Using ultrasound technology, MDA paramedics can see the functioning of a patient's heart. Magen David Adom

Paramedics with Magen David Adom (MDA), Israel’s national emergency medical service, will soon not only be listening to the hearts of cardiac patients, but literally seeing them too.

Beginning this summer, MDA will be unveiling ultrasound technology aboard its advanced life support Medevac helicopters and its Mobile Intensive Care Unit Ambulances (MICUs).

Initially, the ultrasound will be used primarily to view the hearts of patients in suspected cardiac arrest or deep shock, and to help paramedics establish IV lines in patients with hard-to-detect veins, an important consideration when getting potentially lifesaving medications into patients quickly.

“This is yet another step by Magen David Adom to bring technologies previously only available in [hospital] emergency departments or clinical settings into our MICUs,” said Dr. Refael Strugo, medical director for MDA.

“Being able to actually see a patient’s heart function through an ultrasound probe, rather than merely observe the heart’s electrical impulses through an ECG (electrocardiogram), provides us with a clearer picture of his condition and enables us to make better informed and potentially lifesaving medical decisions,” he said.

The use of the ultrasound equipment is potentially a game-changer in treating a critical cardiac condition known as pseudo PEA (pulseless electrical activity) in which the patient has no palpable pulse, but ultrasound reveals the presence of ventricular contractility, the semblance of a heartbeat.

“In these cases, rather than initiate electric shocks from a defibrillator or provide chest compressions, the protocol would be to administer fluids and adrenaline in order to raise the patient’s blood pressure, to promote more productive beats,” said Dr. Shafir Botner, director of paramedic training for MDA.

“Without the ultrasound equipment,” he added, “it’s nearly impossible to differentiate these cases from patients with true asystole, where the patient has truly flat-lined and where our response would be different.”
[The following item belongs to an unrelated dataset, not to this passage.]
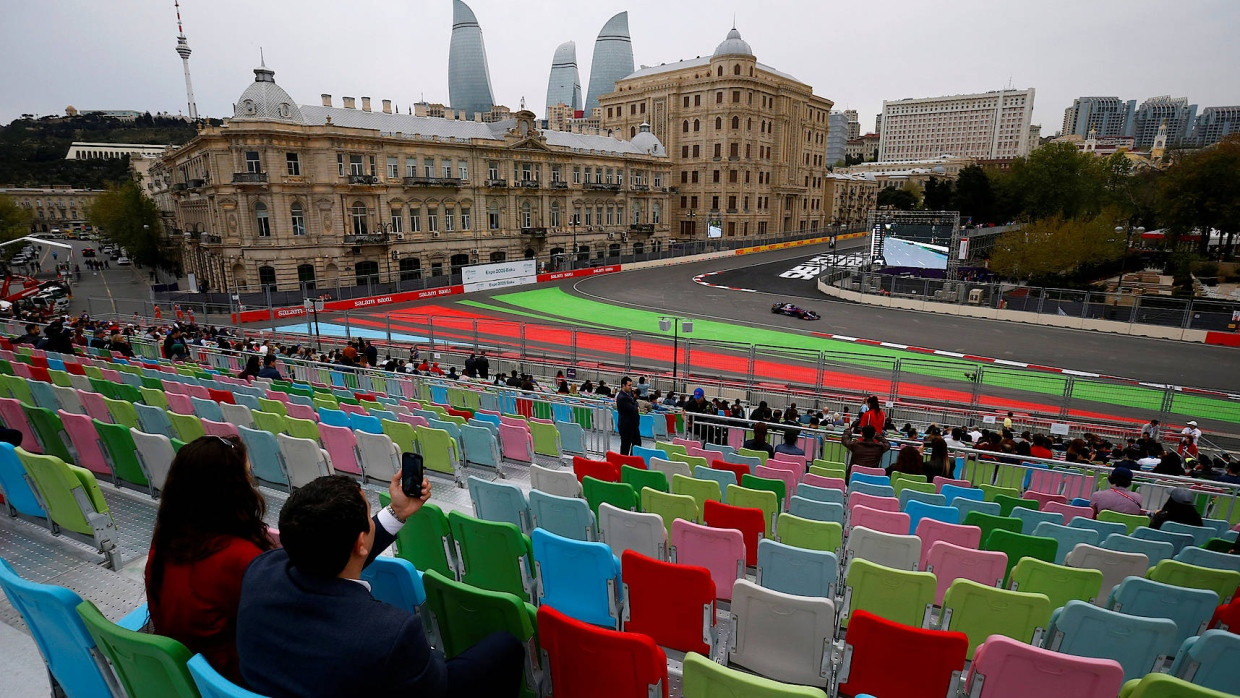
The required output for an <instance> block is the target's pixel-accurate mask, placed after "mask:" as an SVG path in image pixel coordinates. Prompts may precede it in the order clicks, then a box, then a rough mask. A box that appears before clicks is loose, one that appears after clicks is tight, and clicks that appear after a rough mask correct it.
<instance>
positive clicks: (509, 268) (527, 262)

Recent studies have indicated that pseudo PEA, where there’s no palpable pulse, but actual heartbeats are occurring, is far more common than previously thought, an indication many patients would benefit from having the ultrasound aboard MDA’s advanced life support vehicles.

Several hundred of MDA’s more than 1,000 paramedics, the most highly trained of the three grades of emergency medical technicians at MDA, have already been trained to use the new equipment. The rest of MDA’s paramedics will be fully trained by the end of this year.

MDA will also use the ultrasound technology to quickly find veins in patients to establish IV lines, a critical capability when paramedics need to administer lifesaving medications.

“Even in patients where good veins are hard to find, we can see veins very clearly with the ultrasound,” Dr. Botner said.

With additional training in the future, he added, MDA paramedics will eventually also be using the ultrasound to detect other conditions, such as tension pneumothorax, in which the patient’s lungs leech air into the chest cavity, a potentially fatal condition that can prevent the patient from breathing.

“The ultrasound is a versatile tool that our paramedics can use to diagnose a number of conditions and ultimately save even more lives,” Dr. Strugo said.